General information
- Type: High performance sailplane
- National origin: United Kingdom
- Designer: W. E. Hick
- Number built: 1

History
- First flight: 2 February 1936

= Hick Merlin =

British single-seat glider, 1936

The Hick Merlin was a high performance small sailplane built in the United Kingdom in the mid-1930s. It was a wooden, single seat, parasol wing aircraft. Only one was built.

==Design and development==
The Merlin, originally known as the Kestrel, was designed and built by W. E. Hick of the Newcastle Glider Club. It took three years to complete, first flying on 2 February 1936 from the Club's Moat Law site.

It was a wooden single seat high performance glider with a parasol wing of three parts. The long outer panels were continuously tapered and the centre section had an uncovered strip above the fuselage, with the open cockpit not far below the underside of the wing. The wing was braced by a single lift strut on either side from the bottom of the fuselage to the outer centre section, assisted by flying wires. The ailerons reached to the wing tips where the whole wing surface rotated, the leading edge acting as an aerodynamic balance; there were no flaps or airbrakes.

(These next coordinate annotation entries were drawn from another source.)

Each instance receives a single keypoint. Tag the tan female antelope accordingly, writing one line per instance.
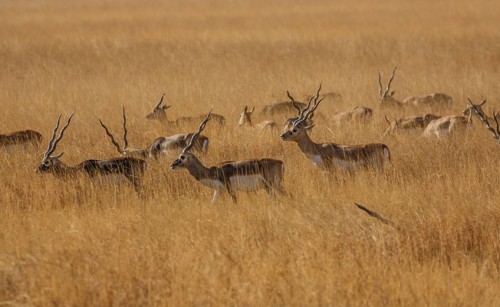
(159, 113)
(246, 120)
(387, 100)
(160, 146)
(23, 138)
(247, 175)
(131, 169)
(447, 125)
(330, 156)
(477, 108)
(409, 124)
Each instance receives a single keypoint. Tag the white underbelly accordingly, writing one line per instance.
(113, 178)
(214, 184)
(247, 183)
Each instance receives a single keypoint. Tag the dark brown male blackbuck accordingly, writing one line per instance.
(160, 146)
(331, 156)
(128, 168)
(246, 175)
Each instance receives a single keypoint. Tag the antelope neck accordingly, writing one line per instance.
(198, 170)
(307, 145)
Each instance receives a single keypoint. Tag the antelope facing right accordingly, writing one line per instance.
(246, 175)
(246, 120)
(409, 124)
(159, 113)
(129, 168)
(159, 147)
(24, 138)
(330, 156)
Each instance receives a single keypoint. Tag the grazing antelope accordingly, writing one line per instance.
(387, 100)
(330, 156)
(246, 175)
(23, 138)
(409, 124)
(447, 125)
(484, 119)
(356, 115)
(246, 119)
(159, 147)
(159, 113)
(129, 168)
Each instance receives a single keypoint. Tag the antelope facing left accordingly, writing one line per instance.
(246, 175)
(159, 113)
(330, 156)
(23, 138)
(131, 169)
(160, 145)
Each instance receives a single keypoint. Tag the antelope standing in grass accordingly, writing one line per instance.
(356, 115)
(447, 125)
(330, 156)
(479, 111)
(387, 100)
(281, 108)
(159, 113)
(409, 124)
(246, 175)
(25, 138)
(160, 146)
(246, 120)
(128, 168)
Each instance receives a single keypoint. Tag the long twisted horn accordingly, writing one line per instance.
(61, 134)
(120, 151)
(197, 133)
(51, 141)
(390, 81)
(496, 134)
(159, 102)
(125, 141)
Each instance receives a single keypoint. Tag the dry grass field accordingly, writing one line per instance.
(82, 242)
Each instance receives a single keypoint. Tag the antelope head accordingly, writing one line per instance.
(158, 112)
(474, 107)
(246, 117)
(386, 97)
(186, 156)
(309, 122)
(299, 126)
(51, 163)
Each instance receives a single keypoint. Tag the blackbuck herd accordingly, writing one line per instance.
(265, 173)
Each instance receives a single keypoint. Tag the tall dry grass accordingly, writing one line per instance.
(89, 243)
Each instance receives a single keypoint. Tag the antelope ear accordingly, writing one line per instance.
(309, 127)
(58, 156)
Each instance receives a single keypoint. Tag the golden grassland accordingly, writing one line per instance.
(95, 243)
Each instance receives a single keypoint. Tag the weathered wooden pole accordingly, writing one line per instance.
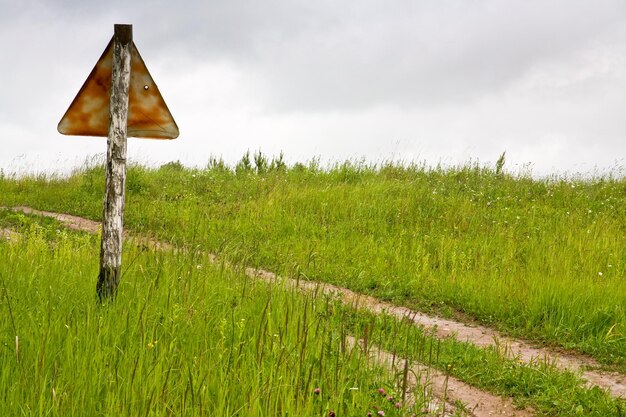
(113, 213)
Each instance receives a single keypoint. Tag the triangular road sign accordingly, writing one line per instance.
(148, 115)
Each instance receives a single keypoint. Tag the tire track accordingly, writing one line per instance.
(613, 382)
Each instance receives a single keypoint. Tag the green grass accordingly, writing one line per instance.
(542, 259)
(184, 337)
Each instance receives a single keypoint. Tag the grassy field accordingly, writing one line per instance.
(184, 337)
(544, 259)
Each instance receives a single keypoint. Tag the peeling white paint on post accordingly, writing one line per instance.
(113, 213)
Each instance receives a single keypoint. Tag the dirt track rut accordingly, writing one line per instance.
(481, 336)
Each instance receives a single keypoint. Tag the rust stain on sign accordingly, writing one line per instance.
(148, 115)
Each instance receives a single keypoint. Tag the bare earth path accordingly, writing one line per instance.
(481, 336)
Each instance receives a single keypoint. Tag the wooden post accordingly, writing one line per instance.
(113, 213)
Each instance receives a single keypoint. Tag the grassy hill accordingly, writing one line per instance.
(542, 259)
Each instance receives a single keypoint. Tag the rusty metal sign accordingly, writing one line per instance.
(148, 115)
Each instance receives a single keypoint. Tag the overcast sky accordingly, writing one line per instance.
(435, 81)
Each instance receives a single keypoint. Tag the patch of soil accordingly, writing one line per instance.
(448, 390)
(480, 336)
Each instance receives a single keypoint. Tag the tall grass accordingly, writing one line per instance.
(183, 338)
(543, 259)
(186, 337)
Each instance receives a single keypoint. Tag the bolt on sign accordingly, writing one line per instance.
(148, 115)
(119, 99)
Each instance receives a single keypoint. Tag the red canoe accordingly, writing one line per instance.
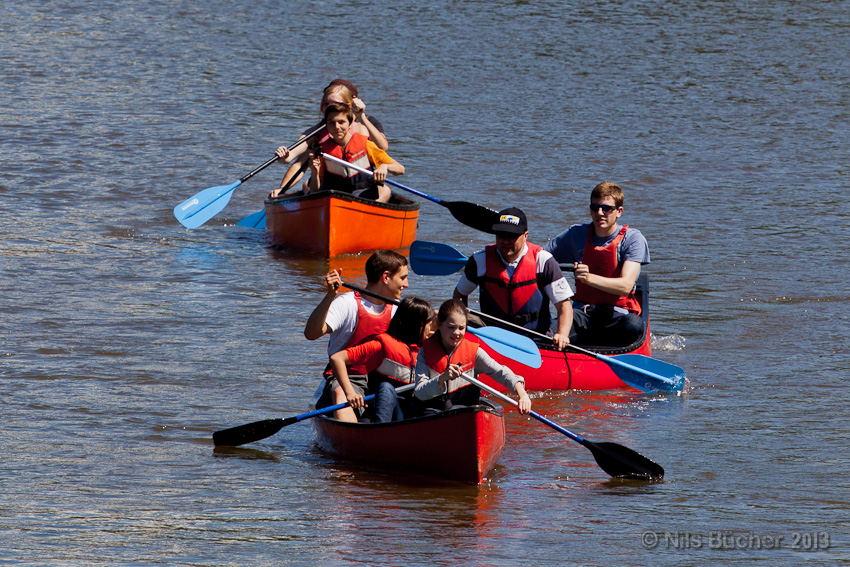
(331, 223)
(576, 371)
(461, 444)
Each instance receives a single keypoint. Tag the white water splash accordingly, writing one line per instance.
(668, 342)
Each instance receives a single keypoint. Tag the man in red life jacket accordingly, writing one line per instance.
(518, 279)
(351, 319)
(607, 259)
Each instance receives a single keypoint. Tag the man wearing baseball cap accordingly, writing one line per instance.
(518, 279)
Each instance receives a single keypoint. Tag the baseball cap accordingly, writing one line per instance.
(511, 220)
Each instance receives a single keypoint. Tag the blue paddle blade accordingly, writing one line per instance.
(435, 259)
(648, 374)
(254, 220)
(510, 345)
(198, 209)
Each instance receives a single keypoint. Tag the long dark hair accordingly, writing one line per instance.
(452, 306)
(410, 320)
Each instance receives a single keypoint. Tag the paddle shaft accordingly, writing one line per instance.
(616, 460)
(257, 430)
(275, 158)
(390, 181)
(513, 402)
(608, 359)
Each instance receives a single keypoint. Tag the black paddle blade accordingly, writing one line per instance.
(250, 432)
(472, 215)
(622, 462)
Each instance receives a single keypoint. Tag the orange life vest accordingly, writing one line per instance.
(399, 361)
(438, 359)
(602, 261)
(368, 327)
(337, 177)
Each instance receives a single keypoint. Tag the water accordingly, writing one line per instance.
(127, 340)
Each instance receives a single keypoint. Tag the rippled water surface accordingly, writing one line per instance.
(127, 339)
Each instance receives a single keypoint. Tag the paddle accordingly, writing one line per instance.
(436, 259)
(642, 372)
(258, 219)
(508, 344)
(257, 430)
(613, 458)
(201, 207)
(472, 215)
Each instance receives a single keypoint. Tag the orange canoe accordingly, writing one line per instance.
(333, 223)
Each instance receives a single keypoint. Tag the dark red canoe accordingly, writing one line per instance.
(576, 371)
(461, 444)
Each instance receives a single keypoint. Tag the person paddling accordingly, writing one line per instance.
(448, 354)
(607, 259)
(518, 279)
(348, 145)
(389, 361)
(338, 91)
(350, 319)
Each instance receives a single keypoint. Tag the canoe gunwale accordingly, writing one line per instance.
(400, 203)
(485, 405)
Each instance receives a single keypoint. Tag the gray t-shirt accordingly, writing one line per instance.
(568, 246)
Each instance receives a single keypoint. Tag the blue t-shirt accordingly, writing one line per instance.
(568, 246)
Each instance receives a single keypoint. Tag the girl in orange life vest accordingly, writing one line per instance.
(448, 354)
(390, 359)
(353, 147)
(342, 92)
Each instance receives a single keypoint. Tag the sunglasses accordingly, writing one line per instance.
(605, 208)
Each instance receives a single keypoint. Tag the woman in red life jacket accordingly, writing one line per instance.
(389, 359)
(338, 91)
(348, 145)
(448, 354)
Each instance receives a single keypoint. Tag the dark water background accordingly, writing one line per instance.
(127, 340)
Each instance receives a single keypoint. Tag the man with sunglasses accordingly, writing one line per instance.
(607, 259)
(518, 279)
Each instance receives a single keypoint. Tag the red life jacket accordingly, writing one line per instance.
(517, 299)
(399, 361)
(602, 261)
(438, 359)
(368, 327)
(337, 177)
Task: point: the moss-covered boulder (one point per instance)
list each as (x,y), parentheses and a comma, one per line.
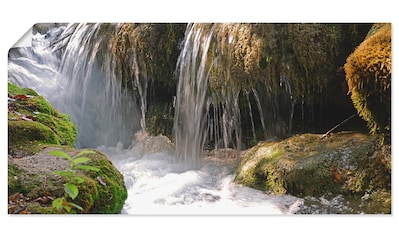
(349,164)
(33,121)
(34,129)
(368,73)
(33,184)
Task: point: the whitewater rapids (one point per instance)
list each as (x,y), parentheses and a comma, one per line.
(158,185)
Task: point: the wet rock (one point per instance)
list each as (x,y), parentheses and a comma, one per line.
(346,163)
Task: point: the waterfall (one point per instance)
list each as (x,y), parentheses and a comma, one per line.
(82,81)
(207,111)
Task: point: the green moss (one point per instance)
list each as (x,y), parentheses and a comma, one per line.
(98,198)
(22,132)
(14,90)
(305,165)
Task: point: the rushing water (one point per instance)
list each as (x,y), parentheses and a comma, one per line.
(77,75)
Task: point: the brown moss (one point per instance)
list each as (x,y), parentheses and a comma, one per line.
(368,74)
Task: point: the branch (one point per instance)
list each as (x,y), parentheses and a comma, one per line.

The fuselage was rounded and tapered towards the rear. The tail surfaces had straight leading edges and curved trailing edges; the rudder was described as "automatic". The Merlin landed on a simple central skid which ran along the fuselage underside from the nose to below the wing trailing edge, assisted by a tailskid.

==Operational history==
Apart from the first flight, the activities of the Merlin seem not to have been recorded. It was tailored around its owner and seems not to have suited other pilots, ending up on the club bonfire.